Segundo parecer do Ministério Público Federal, mesmo em fase de liquidação, a
Telebrás foi lesada em R$ 170 milhões por não ter recorrido de uma sentença
condenatória, em 2006. Em parecer do procurador Marinus Marsico, ao Tribunal de
Contas da União (TCU), conclui que a Telebrás foi lesada no acordo extrajudicial
celebrado em 2006 com a empresa VT-Um, que prestou serviços de valor adicionado
do tipo 0900 à Embratel por poucos meses e cujo dono é Uadji Moreira, amigo do
então ministro das Comunicações, Hélio Costa. Com capital registrado de apenas
R$ 1 mil, a empresa VT-Um, só operou serviços 0900 por menos de um ano e entrou
na Justiça contra a Embratel e a Telebrás.
A sentença, acreditem, condenou a Telebrás a pagar a absurda indenização de R$ 1
bilhão, o que poderia levar a estatal à falência. Nesse momento, a VT-Um fez
acordo em separado com a Embratel, por um valor considerado simbólico, e
conseguiu da Justiça a homologação do pagamento, reduzindo a indenização à
metade, ou seja, R$ 506 milhões a título de lucros cessantes, a serem cobrados
da Telebrás.
Ainda assim, a Telebrás concluiu que não teria condições financeiras de pagar
tal indenização à VT-Um. Em lugar de recorrer da sentença, a estatal preferiu
renegociar o valor da indenização, reduzindo o valor final à metade, para R$
253,9 milhões, mas, com prejuízo de R$ 170 milhões aos cofres públicos, segundo
o Ministério Público;
O Ministério Público refez os cálculos da indenização e apurou que seus valores
estavam superestimados e que a indenização chegaria, no máximo, a R$ 84 milhões,
valor idêntico ao calculado pela Procuradoria Regional da Advocacia-Geral da
União (AGU), em nota interna de setembro de 2007. Mais grave: o acordo teve o
respaldo do ministro Hélio Costa e da consultoria jurídica do Ministério das
Comunicações, ao qual a Telebrás está vinculada administrativamente.
Com base naquela nota interna, o procurador Marsico baseou sua representação
encaminhada ao TCU, há duas semanas, em que pede a rejeição das contas da
Telebrás de 2006 e a punição dos responsáveis pelos danos ao erário, no caso o
presidente da Telebrás, na época, Jorge da Mota e Silva, e o ministro Hélio
Costa.
O que era desconfiança agora é fato. Está comprovado que o acordo foi
extremamente danoso para a União disse o procurador. A AGU encontrou erros
considerados graves no laudo pericial que serviu de base para o acordo. Para
AGU, perito que calculou os valores do lucro cessante usou critérios obscuros. O
valor do faturamento bruto mensal da TV-Um usado como referência pela perícia é
totalmente incompatível com informação prestada pela própria empresa em outra
ação judicial movida por ela contra as subcontratadas Tecplan e TV-I, que a
sucederam na prestação de serviços à Telebrás.
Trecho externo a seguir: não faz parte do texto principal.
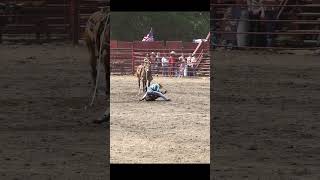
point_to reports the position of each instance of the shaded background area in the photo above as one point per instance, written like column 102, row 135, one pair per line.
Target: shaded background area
column 181, row 26
column 265, row 116
column 45, row 133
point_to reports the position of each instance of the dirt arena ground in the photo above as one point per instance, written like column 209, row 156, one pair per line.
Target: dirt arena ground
column 265, row 116
column 44, row 131
column 160, row 131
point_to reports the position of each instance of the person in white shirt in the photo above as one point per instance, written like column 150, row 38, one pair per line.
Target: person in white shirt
column 193, row 61
column 164, row 64
column 256, row 12
column 189, row 65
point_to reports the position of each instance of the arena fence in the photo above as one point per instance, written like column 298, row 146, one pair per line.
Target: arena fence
column 126, row 56
column 289, row 24
column 55, row 19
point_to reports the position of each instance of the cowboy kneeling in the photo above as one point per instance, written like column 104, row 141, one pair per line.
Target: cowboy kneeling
column 154, row 92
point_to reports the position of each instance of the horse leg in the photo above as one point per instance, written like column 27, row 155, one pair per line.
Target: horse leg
column 107, row 71
column 93, row 63
column 139, row 91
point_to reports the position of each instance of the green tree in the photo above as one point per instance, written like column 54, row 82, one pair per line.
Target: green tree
column 168, row 26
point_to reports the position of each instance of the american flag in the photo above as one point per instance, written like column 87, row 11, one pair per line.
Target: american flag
column 149, row 36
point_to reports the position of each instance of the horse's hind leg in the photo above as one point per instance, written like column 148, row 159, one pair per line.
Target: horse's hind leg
column 93, row 64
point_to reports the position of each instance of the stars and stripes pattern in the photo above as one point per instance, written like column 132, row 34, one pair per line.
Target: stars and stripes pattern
column 149, row 36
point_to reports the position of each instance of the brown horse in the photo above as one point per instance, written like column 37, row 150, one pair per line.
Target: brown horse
column 144, row 76
column 96, row 29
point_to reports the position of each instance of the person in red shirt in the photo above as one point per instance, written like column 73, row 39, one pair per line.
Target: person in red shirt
column 172, row 63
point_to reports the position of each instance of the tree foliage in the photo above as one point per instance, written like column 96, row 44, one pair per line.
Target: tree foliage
column 167, row 26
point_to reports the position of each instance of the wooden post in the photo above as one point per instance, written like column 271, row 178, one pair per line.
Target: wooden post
column 75, row 21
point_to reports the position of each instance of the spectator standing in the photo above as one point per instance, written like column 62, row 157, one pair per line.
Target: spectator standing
column 256, row 13
column 158, row 63
column 182, row 66
column 164, row 62
column 152, row 60
column 270, row 14
column 193, row 61
column 189, row 65
column 172, row 63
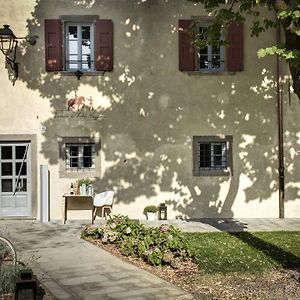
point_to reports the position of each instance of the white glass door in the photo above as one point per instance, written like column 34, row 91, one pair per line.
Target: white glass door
column 15, row 179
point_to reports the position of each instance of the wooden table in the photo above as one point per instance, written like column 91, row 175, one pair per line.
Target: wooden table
column 68, row 197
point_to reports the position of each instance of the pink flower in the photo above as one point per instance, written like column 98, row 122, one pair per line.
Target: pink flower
column 164, row 227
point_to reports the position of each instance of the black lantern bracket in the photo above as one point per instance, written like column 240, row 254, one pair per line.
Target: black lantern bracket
column 8, row 46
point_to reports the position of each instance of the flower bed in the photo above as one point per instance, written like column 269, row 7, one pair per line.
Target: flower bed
column 158, row 246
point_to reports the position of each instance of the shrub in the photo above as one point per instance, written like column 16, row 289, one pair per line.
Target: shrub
column 8, row 270
column 163, row 245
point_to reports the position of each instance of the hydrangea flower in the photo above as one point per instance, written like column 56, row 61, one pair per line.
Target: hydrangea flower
column 164, row 228
column 128, row 230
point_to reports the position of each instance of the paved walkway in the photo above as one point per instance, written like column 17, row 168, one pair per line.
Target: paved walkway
column 71, row 268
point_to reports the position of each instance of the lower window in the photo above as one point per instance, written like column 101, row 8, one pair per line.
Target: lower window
column 212, row 155
column 80, row 157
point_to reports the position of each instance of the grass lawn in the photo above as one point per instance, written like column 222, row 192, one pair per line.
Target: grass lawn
column 245, row 252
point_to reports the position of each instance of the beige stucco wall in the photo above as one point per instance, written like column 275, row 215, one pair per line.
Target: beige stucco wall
column 151, row 112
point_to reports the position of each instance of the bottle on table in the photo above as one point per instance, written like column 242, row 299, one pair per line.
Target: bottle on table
column 72, row 189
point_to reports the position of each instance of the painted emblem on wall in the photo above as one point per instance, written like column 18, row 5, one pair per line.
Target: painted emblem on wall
column 79, row 103
column 79, row 107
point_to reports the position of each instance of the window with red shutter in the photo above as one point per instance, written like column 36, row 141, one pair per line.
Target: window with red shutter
column 235, row 51
column 210, row 59
column 87, row 44
column 53, row 43
column 104, row 45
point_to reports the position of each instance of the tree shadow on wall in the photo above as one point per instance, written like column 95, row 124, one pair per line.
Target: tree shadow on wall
column 151, row 112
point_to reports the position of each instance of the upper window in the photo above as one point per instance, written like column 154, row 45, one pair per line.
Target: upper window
column 80, row 157
column 212, row 155
column 83, row 43
column 211, row 59
column 80, row 47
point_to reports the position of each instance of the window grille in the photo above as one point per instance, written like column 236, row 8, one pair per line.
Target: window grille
column 80, row 45
column 210, row 58
column 80, row 157
column 212, row 156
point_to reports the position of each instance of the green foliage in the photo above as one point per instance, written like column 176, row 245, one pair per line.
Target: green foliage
column 85, row 181
column 245, row 252
column 150, row 208
column 8, row 271
column 290, row 56
column 163, row 245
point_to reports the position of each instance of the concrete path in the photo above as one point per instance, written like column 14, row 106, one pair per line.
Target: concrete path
column 70, row 268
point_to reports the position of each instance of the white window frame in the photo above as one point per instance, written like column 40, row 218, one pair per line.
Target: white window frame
column 79, row 46
column 223, row 168
column 209, row 55
column 80, row 157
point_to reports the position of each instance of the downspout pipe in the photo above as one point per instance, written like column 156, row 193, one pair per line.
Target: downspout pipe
column 280, row 130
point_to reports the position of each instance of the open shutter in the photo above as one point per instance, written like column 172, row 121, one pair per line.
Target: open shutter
column 186, row 48
column 104, row 45
column 53, row 43
column 235, row 51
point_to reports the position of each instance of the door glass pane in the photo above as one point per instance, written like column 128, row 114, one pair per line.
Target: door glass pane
column 72, row 32
column 24, row 169
column 74, row 162
column 20, row 151
column 6, row 185
column 86, row 32
column 6, row 152
column 73, row 49
column 21, row 185
column 6, row 169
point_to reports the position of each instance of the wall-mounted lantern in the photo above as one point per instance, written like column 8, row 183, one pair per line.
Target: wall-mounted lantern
column 162, row 211
column 26, row 286
column 8, row 46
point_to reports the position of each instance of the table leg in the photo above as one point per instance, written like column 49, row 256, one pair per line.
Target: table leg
column 66, row 210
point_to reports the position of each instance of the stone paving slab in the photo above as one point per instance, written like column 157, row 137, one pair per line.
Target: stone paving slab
column 70, row 268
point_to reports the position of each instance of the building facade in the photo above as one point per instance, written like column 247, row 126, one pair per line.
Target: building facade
column 114, row 91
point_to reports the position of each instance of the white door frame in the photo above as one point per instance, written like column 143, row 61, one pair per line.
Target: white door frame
column 16, row 199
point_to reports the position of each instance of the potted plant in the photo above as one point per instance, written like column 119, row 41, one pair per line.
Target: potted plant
column 83, row 183
column 150, row 211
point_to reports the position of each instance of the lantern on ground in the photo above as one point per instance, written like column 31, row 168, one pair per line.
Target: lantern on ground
column 162, row 211
column 26, row 286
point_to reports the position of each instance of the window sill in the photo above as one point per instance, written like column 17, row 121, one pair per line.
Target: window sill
column 201, row 173
column 209, row 73
column 86, row 73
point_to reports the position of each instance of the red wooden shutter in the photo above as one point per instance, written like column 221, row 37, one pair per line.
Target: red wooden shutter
column 104, row 45
column 53, row 43
column 235, row 51
column 186, row 48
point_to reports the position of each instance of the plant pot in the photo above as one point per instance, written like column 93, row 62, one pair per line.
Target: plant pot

Com base nessa análise, o procurador concluiu que o valor da indenização que
seria devida à VT-Um chegaria, no máximo, a R$ 84 milhões, um sexto do valor
indicado pela perícia. Por outras palavras, o acordo final com a VT-Um,
reduzindo à metade a indenização de R$ 506 milhões da dívida apurada, que
parecia vantajoso à Telebrás, em um primeiro momento, foi na verdade lesivo,
segundo a conclusão da AGU e do procurador Marsico. Além de tudo, a Telebrás
fechou o acordo com a VT-Um sem encaminhar primeiro o processo para análise da
AGU, procedimento obrigatório a ser adotado, por força de lei.